A couple of days ago I received an email from a financial planner regarding an article I wrote some months ago titled "The Medium, the Message, and the Financial Planner." The planner brought up a question about the difference between one's image and the substance of one's practice and questioned my assertion that a financial planner needs to develop a public image as an expert and that to do that he or she need not be technically the best in their field but rather they only need be competent.
My reader thought that I was way off the mark in encouraging less than the best to become recognized as an expert, and that by becoming so recognized, they would be damaging the profession. His complaint was that:
"(I) have spent years studying tax law, estate planning, investments, insurance, and other areas that are critical to helping a client formulate a financial plan. I've invested most of my adult life in becoming a real expert, not an image.
"What you call developing an expert image and reputation I call branding which in my opinion is nothing more than creating a false impression of who the planner is. I see all of this 'marketing' to be degrading to me and my profession. I am not a salesperson as you say in your article. I am a skilled, trained professional. I don't market any more than a specialist physician or attorney markets.
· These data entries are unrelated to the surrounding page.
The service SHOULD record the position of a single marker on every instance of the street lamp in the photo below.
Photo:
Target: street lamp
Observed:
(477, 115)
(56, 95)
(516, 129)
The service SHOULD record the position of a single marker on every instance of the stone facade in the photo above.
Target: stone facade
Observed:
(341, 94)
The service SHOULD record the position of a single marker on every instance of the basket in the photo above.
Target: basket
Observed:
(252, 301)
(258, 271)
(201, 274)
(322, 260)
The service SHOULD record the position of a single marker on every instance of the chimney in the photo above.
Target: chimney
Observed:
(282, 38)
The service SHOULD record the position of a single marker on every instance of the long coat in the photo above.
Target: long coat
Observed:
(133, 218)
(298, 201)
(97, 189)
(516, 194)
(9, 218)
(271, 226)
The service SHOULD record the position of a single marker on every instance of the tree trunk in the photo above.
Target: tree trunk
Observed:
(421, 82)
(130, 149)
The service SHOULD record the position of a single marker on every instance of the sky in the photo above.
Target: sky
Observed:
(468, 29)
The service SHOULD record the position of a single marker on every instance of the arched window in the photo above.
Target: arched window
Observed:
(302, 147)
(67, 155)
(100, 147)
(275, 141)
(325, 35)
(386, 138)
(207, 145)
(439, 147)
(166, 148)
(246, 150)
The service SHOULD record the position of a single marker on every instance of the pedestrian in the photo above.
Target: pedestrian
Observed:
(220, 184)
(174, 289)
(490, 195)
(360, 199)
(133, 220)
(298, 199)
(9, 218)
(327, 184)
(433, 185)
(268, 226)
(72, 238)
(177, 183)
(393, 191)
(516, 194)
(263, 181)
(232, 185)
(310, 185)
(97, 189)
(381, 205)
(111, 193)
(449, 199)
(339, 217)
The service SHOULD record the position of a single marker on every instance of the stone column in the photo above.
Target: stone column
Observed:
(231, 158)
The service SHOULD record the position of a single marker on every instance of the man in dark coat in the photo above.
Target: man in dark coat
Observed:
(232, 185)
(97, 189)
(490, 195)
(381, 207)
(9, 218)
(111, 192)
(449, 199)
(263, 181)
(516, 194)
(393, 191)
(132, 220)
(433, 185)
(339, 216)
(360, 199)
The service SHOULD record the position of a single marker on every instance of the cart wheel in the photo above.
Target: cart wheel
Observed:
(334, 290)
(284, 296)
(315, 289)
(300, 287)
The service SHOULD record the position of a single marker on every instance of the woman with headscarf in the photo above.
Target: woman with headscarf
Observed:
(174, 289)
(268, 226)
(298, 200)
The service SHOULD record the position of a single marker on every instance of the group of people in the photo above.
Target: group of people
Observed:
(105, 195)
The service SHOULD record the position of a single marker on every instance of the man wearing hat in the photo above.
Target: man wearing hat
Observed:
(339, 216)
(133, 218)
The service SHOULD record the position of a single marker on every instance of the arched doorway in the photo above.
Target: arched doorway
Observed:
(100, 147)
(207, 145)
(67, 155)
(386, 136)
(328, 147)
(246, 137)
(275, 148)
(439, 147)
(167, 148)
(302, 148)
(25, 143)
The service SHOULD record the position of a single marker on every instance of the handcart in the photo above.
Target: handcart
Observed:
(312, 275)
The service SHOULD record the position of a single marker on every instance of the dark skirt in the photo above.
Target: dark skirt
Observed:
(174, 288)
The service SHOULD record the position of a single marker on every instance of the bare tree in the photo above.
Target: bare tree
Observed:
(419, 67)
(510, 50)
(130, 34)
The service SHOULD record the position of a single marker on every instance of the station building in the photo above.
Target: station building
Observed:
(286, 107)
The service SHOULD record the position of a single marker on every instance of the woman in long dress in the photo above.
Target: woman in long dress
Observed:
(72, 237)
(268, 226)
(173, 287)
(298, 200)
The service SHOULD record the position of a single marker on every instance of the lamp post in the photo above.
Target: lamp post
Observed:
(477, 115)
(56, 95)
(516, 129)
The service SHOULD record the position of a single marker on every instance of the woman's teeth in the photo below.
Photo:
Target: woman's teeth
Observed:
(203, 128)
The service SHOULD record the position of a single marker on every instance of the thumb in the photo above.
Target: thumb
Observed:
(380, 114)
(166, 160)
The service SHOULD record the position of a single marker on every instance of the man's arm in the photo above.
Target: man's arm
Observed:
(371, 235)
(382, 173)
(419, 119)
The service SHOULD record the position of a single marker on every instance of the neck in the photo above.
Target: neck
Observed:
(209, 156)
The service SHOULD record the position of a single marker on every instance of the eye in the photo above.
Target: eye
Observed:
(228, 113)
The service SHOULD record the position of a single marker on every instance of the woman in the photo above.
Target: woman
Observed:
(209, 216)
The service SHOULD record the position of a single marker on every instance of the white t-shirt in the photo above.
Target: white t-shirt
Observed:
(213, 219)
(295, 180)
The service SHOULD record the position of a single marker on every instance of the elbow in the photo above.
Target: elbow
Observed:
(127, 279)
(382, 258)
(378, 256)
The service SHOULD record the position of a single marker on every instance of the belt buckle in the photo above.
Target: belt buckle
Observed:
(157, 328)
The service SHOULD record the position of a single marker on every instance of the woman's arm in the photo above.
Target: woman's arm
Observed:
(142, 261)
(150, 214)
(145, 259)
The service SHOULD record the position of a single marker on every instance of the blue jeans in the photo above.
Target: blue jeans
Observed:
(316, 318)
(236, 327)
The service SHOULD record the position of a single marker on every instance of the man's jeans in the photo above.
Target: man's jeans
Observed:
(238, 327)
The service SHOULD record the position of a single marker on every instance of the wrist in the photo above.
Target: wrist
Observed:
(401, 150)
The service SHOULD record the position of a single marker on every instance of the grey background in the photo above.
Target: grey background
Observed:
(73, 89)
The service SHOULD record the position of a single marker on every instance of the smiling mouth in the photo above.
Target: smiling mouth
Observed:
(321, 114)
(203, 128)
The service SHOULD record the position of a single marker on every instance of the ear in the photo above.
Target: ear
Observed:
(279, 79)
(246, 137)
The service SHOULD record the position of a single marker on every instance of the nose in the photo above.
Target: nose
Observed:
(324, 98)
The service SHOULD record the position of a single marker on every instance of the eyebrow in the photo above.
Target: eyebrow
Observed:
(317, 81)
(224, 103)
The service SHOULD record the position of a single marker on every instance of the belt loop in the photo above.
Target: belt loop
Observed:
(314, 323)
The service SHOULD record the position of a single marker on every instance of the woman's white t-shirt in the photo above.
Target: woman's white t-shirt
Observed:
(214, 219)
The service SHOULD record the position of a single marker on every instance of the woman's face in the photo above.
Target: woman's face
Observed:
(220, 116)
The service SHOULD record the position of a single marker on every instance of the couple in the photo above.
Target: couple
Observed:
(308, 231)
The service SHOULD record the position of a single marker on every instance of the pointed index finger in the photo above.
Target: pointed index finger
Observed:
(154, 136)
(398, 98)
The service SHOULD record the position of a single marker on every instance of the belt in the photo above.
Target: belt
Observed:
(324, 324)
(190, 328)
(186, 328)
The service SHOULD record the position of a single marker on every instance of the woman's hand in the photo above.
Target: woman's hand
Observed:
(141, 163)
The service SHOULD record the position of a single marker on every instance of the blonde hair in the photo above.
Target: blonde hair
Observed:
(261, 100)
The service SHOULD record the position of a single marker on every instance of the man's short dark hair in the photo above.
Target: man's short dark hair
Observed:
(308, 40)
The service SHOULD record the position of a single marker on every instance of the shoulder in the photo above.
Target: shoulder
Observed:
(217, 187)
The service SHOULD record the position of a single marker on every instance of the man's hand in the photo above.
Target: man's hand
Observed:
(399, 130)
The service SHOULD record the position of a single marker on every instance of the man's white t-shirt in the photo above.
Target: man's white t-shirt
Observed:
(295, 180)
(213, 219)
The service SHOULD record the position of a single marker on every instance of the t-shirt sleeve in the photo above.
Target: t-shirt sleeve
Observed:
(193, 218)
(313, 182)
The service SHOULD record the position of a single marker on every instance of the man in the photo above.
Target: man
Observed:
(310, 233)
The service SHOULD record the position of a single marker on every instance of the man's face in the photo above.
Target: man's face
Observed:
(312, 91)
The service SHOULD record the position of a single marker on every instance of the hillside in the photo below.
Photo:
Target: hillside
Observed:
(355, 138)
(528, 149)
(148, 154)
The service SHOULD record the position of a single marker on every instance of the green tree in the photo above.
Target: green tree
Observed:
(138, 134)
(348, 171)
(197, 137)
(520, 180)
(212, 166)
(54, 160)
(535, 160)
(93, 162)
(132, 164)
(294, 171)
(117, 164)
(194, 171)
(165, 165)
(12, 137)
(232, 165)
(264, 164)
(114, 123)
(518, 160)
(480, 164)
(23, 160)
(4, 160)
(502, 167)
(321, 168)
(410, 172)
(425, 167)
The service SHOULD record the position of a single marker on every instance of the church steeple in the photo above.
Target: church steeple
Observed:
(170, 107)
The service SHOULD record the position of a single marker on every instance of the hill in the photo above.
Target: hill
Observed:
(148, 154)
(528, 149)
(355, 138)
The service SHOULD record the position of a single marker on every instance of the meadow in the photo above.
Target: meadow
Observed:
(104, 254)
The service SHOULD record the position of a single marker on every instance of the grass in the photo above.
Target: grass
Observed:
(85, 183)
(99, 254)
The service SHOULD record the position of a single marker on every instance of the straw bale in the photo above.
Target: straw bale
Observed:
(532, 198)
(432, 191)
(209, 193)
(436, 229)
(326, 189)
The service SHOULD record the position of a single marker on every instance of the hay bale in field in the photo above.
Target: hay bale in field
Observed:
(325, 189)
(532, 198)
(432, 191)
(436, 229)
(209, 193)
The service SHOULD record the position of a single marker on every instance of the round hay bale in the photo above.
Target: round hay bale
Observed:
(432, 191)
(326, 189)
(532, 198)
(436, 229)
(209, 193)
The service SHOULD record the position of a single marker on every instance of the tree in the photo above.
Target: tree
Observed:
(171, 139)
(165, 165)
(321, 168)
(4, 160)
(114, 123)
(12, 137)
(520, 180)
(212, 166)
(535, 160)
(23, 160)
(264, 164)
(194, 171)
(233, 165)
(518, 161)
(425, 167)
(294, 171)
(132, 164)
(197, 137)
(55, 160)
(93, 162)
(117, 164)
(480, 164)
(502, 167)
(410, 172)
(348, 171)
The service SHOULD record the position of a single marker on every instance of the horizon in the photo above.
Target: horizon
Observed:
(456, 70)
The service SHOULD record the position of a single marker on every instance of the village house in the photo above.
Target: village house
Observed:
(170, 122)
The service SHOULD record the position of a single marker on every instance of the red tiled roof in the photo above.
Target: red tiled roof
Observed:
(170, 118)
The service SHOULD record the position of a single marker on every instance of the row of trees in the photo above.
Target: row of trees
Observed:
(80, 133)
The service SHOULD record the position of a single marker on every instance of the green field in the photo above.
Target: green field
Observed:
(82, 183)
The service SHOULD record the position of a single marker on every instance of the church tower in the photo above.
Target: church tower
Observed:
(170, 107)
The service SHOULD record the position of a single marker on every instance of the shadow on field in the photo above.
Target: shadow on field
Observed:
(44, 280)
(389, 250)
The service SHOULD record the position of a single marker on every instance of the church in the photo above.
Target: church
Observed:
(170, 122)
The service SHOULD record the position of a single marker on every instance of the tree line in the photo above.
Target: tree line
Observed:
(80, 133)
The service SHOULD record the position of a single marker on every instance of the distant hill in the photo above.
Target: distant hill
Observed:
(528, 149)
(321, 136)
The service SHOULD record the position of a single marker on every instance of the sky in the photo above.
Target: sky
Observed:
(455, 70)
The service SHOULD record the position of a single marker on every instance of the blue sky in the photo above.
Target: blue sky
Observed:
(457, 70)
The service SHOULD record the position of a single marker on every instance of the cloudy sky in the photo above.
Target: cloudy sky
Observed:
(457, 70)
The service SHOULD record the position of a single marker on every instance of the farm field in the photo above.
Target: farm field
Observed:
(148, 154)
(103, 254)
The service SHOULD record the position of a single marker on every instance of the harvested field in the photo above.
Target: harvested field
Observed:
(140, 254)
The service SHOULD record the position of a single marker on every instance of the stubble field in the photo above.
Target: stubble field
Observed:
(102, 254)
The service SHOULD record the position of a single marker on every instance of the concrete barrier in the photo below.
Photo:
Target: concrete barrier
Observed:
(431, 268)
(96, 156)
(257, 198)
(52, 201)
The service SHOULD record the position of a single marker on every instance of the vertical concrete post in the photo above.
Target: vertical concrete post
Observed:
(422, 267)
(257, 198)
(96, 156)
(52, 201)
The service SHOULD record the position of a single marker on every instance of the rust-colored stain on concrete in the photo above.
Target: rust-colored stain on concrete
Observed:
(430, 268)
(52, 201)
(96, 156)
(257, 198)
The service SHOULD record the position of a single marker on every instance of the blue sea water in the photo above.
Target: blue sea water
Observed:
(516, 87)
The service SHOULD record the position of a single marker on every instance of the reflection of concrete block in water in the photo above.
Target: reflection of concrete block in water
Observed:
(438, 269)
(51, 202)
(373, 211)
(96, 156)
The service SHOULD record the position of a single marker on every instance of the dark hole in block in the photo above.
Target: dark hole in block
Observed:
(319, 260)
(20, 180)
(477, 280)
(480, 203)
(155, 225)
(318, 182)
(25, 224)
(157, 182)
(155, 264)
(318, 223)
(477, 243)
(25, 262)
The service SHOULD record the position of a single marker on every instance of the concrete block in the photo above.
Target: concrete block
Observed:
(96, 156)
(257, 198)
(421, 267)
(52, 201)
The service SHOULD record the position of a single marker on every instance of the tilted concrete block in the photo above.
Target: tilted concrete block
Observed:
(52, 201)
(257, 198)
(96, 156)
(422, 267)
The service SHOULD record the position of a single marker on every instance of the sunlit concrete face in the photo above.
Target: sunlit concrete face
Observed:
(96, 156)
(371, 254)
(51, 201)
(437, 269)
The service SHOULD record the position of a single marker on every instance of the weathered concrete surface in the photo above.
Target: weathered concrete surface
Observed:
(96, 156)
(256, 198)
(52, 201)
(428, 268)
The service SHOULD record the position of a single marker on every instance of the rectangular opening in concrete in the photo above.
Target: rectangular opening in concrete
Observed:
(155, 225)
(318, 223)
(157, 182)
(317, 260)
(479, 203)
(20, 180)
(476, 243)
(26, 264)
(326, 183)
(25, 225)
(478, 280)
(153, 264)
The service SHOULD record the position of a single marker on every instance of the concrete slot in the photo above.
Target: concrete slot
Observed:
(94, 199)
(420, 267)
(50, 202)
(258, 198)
"Certainly, there are financial planners that market their practice and many have very lucrative practices. I equate them more to the ambulance chaser than to a professional. I have no doubt that if I followed your advice I'd make more money, but at the expense of who I am, at the expense of the dignity and respect of my profession, and at the expense of my self-respect. I may not be making a six figure income, but I make a good living and I've done it without prostituting myself or my profession. In fact, I believe that if you and the others like you who are advocating financial planners become common salespeople would cease with your self serving attempt to sell your services, I'd be making considerably more because my expertise would come to the surface. As it is with the advice and guidance you and others give on how to market, many of the best financial planners aren't acquiring the clients we deserve because lesser skilled planners are attracting them through their marketing practices."
The reader had a few other comments to make, but you get the general drift of his email. Unfortunately, my experience working with thousands of advisors in the financial services industry is that he is not the only one with this view of marketing and sales.
Like most sales trainers, I get a good number of very positive emails and my share of challenging emails, but I'm not sure I get any more honest than this one. This reader is very clear on how he sees himself and his profession-and how he sees salespeople, marketing, and other financial planners who are aggressive in developing their practices.
He is also very clear on his misunderstanding of what sales and marketing is about and how business is acquired. Unfortunately, being one of the best at what you do isn't going to bring in business. If no one knows about you, then no matter how good you are at what you do, you're not going to thrive.
There isn't a dichotomy between selling and marketing and being a professional, one doesn't exclude the other. Creating an expert image through ethically sound marketing isn't degrading or deceptive.
However, the arrogance and ignorance to believe that one is above selling and marketing is self-destructive. Being jealous of one's competition because they are acquiring clientele you don't think they deserve is self-destructive. Believing you warrant more business simply because you know what you're doing is self-destructive.
Being technically competent or even being a technical expert is useless if you don't have clients to practice on. Spending time and energy and using the strategies that create your public image and reputation as an expert is the sign of a true expert; believing you are above marketing is an indication of a lack of understanding of what marketing is and how business works.
Public reputations don't happen by accident. They have to be nurtured and cultivated. They have to be created.
How many great financial planners are languishing in near poverty because no one knows they exist? If simply being great at what one does was enough, there would be no need for marketing, advertising, and selling. If being good was good enough, there wouldn't be so many highly proficient technicians in every industry going out of business everyday because they are starving to death.
Success doesn't happen because one happens to be a highly skilled technician. Success requires the acquisition of a number of skills-from the technical skills of your profession to the skills to get the word out about your existence and how you can serve the potential client. Success happens by intention, not by happenstance. Image doesn't mean illusion and substance doesn't mean success. Technical substance must be combined with a public image created through marketing and solidified through selling if you want to create a practice that is both professionally and financially satisfying.